The start of a new year presents an opportunity to refocus our efforts on motivating employees and fostering an engaging, rewarding work environment.
HR and People teams and company leadership can set the tone for a productive 2019 with the right strategy in place – provided they don’t fall into the habit of common misconceptions about how to best encourage productivity in the workplace.
Companies that understand what motivates employees are sure to have a productive year. Here are the most common productivity myths and how to deliver on what employees really care about.
Myth #1: Employees want cool perks like ping pong tables or team outings
According to our latest research, ‘Why your workforce isn’t working’, only five percent of employees say they value benefits such as office games (ping pong tables) or team outings. This despite the fact that 40 percent of companies believe office games are important to employees. In fact, more than half of respondents said they found office games to be an ongoing distraction.
Ultimately, employees don’t value gimmicks as much as their employers think. Instead of springing for a new ping pong or pool table, invest time in ensuring employees feel valued and recognised for their hard work.
Myth #2: Just saying ‘thank you’ is enough to show employees you appreciate their work
Saying ‘thank you’ is a great start, but 66 percent of employees we polled want to feel more valued and receive recognition for their work. They want to feel their company values the contribution they’re making to the business.
Go beyond ‘thank you’ by creating a system for rewarding and recognising good work. Whether it’s sending out a quarterly email to employees highlighting great performance or scheduling a monthly review session with management, it’s important to ensure your team feels appreciated and receives regular feedback.
Myth #3: Flexible work schedules and remote work distracts employees and harms productivity
Some companies may be hesitant to initiate flexible hours or work-from-home policies, but 81 percent of employees we spoke to say this kind of flexibility is vital. They want to work in an environment that is best for them, which will inevitably boost productivity.
Why shouldn’t employees work from 7am and finish earlier if they’re more productive in the mornings?
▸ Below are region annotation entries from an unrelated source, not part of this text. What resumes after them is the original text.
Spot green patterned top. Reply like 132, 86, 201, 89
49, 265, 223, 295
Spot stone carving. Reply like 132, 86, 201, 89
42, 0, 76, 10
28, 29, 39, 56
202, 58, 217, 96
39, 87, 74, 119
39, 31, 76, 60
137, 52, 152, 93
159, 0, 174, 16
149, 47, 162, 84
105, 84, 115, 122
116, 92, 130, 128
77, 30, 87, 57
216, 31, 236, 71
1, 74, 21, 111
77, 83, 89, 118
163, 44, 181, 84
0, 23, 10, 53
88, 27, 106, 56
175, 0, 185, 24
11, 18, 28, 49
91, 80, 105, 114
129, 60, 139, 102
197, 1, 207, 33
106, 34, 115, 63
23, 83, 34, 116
Why should parents have to miss the school run just to be seen to be in the office, when they may be working long evenings too?
Consider giving employees the freedom to create their own hours and work remotely, especially early in the year when morale tends to dip.
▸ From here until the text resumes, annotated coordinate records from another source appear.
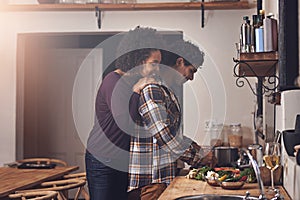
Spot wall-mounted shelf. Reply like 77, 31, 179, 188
234, 51, 278, 77
233, 51, 279, 96
0, 1, 251, 12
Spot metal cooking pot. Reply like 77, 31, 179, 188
214, 147, 239, 167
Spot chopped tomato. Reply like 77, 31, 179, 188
214, 167, 240, 174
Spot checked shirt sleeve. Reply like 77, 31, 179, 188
139, 84, 203, 165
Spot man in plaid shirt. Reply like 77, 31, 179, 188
128, 40, 212, 200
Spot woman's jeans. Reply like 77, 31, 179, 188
85, 151, 128, 200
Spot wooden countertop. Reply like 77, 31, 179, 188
159, 176, 291, 200
0, 166, 79, 199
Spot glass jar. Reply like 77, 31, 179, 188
228, 123, 243, 148
210, 123, 223, 147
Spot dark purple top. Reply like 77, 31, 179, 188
87, 72, 139, 162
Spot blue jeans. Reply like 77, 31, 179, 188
85, 151, 128, 200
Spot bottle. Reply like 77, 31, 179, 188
254, 10, 265, 52
228, 123, 243, 148
241, 16, 254, 53
263, 13, 278, 52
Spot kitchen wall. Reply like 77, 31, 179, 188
0, 0, 268, 165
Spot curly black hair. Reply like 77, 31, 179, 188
161, 39, 204, 68
115, 26, 165, 72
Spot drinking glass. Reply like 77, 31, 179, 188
263, 142, 281, 192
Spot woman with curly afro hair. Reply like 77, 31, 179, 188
85, 27, 164, 200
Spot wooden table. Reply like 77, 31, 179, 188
159, 176, 291, 200
0, 166, 79, 199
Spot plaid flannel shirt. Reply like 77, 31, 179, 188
128, 84, 203, 191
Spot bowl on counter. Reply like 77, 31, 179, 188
213, 146, 239, 167
221, 181, 245, 190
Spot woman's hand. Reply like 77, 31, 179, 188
132, 77, 157, 94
Myth #4: Wellness is only top-of-mind for employees in January
It’s likely your employees will return from holidays with wellness goals—both mental and physical. You should be prepared to support these initiatives year-round.
39 percent of employees we polled said they believe HR and People teams could do more to improve wellness at work. Although the start of the year is a great time to begin, if it’s not continued throughout the year, then it can seem like an empty gesture from employers.
Whether it’s offering subsidised gym membership, providing free fruit, ensuring there is mental health support in place, or demonstrating that the company values employee’s health and wellbeing through an instilled culture, this is something that’s important to employees every day.
Myth #5: Motivating employees is a priority when productivity is low
You’re reading this because you’re presuming that engagement and motivation is low at the start of the year – but is that really the case in your organisation? How do you know?
So many organisations make assumptions to inform HR and People goals based on gut feel. Instead, progressive HR and People teams should be using data and People analytics to build actionable insights. At what point in the year do you experience the highest turnover? Have you explored data from pulse surveys to understand what impacts engagement, and when? Accessing actionable insights can make the difference between understanding myths and reality.
Ready to become a People Company in 2019?
If you’re an organisation that understands the importance of real recognition over office games and gimmicks, gives employees the ability to choose when and where they work, offers wellness programs throughout the year, and makes decisions on data rather than gut feel, then you’re well on the way to becoming a truly people-focused organisation.
If you’re not, maybe now is the perfect time to start.